Dir. Bob Shaye , US, 2007, 96 mins
Cast: Chris O'Neal, Rainn Wilson, Rhiannon Leigh Wryn
Review by Carol Allen
The film is based on a science fiction
short story written in 1943 by Henry Kuttner and Catherine
Moore under their pseudonym "Lewis Padgett", which is an imaginative
take on children and the magic of mathematics. The movie appears to have moved some
way from its original but does keep the central idea of toys from the future, which
guide children in the learning of abstract mathematics. A box containing these toys
is found here in our time by ten year old Noah (O'Neal) and his five year old sister
Emma (Leigh Wryn) on the beach near their holiday home. Among them is a stuffed
rabbit, Mimzy, with whom Emma immediately falls in love. The box has been sent from
the future, where humanity is dying from mental and physical pollution and the box
with "the last Mimzy" is a final attempt of many previous ones to get humanity
to change our ways and save our descendants. As the children play with the
toys and Mimzy whispers her secrets to Emma, they both develop astonishing
scientific and other skills.
It is an interesting and imaginative sci-fi premise, which holds everything
together despite the film's occasional crassness. The two children play their
parts well; O'Neal as the initially bored Noah, who discovers that life doesn't
suck after all, and Wryn, a very engaging little actress, whose high child's
voice with its American accent is however sometimes a little difficult to understand.

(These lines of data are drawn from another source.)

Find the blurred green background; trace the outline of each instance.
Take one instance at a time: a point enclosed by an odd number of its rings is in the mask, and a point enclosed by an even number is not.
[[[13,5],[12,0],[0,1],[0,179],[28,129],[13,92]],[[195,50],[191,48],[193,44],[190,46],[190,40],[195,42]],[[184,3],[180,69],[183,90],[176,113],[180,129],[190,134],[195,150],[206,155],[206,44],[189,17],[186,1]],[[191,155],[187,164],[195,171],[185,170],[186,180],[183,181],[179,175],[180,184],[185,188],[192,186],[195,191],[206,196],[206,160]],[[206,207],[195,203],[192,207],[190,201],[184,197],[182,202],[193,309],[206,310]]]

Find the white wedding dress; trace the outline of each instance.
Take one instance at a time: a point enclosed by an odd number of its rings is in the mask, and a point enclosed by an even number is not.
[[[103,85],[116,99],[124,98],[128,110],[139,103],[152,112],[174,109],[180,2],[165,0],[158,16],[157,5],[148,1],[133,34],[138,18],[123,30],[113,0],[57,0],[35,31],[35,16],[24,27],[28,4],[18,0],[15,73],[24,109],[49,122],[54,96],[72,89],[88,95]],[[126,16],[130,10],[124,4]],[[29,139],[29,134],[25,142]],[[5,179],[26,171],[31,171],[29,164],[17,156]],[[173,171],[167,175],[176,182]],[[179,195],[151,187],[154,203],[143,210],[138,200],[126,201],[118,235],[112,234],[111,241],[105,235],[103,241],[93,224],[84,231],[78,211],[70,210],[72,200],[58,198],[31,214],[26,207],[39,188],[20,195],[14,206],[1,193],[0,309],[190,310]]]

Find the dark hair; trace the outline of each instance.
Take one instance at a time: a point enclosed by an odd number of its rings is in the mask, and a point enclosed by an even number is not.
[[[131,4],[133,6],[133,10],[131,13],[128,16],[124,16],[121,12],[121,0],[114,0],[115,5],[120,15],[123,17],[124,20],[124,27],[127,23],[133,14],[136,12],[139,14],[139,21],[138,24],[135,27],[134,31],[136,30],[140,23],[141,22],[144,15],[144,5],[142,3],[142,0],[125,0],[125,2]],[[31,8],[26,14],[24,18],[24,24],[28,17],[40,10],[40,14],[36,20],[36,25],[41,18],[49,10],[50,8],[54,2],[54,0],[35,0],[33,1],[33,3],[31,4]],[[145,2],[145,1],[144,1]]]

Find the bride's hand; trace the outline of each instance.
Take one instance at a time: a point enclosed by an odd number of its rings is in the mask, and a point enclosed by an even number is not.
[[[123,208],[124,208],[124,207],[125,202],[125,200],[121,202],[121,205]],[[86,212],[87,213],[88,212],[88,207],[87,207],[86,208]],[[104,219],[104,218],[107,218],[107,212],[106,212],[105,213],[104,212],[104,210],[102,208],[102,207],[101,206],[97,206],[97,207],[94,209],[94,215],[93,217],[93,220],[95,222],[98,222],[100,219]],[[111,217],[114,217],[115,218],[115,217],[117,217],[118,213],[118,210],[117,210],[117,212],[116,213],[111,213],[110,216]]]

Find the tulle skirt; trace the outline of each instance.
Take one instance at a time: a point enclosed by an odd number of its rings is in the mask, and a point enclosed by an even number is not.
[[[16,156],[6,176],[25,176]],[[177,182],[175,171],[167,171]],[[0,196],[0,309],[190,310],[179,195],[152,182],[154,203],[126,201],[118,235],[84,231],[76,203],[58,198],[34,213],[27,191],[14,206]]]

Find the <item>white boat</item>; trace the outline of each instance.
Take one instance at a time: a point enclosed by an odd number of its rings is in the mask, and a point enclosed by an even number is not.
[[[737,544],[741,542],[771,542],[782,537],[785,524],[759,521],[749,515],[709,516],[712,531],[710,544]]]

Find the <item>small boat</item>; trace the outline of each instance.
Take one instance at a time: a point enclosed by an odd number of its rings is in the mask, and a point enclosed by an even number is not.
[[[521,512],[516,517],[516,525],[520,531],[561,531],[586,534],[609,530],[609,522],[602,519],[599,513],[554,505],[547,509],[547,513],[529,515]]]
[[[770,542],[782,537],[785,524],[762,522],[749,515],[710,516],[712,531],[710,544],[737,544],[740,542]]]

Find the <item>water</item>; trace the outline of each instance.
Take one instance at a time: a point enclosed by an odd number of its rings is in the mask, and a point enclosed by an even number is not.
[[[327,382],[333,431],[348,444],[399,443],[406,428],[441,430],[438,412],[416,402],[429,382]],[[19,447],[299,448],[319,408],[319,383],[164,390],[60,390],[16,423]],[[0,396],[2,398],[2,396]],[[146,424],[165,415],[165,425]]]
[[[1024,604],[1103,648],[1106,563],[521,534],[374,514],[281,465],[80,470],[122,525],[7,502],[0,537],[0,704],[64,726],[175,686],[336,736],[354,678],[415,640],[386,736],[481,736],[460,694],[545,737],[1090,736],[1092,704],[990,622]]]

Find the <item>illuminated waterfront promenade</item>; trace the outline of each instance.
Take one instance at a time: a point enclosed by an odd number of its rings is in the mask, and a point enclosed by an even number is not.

Wilson as Noah's science teacher, who with his palm reading girlfriend Naomi
helps the children, appears to be not only a very good teacher, who makes science
seem like fun, but a bit of a hippy New Ager on the side. Timothy Hutton is
the overworked but loving father of this otherwise typical American family
with Joely Richardson as their protective and rather annoying mum, while the
forces of clumsy authority, who move in heavy handedly, when one of the children's
toys causes a blackout in Seattle triggering off a terrorist alert, are represented
by Michael Clarke Duncan. The ending is a bit soppy - something daftly unscientific
about the future being saved by the pure heart of a child - but this is overall
an entertaining, amusing and, dare one say it, rather educational film,with
its references to scientific theory and Lewis Carroll, which wisely keeps its
young hero and heroine firmly at the centre of the action.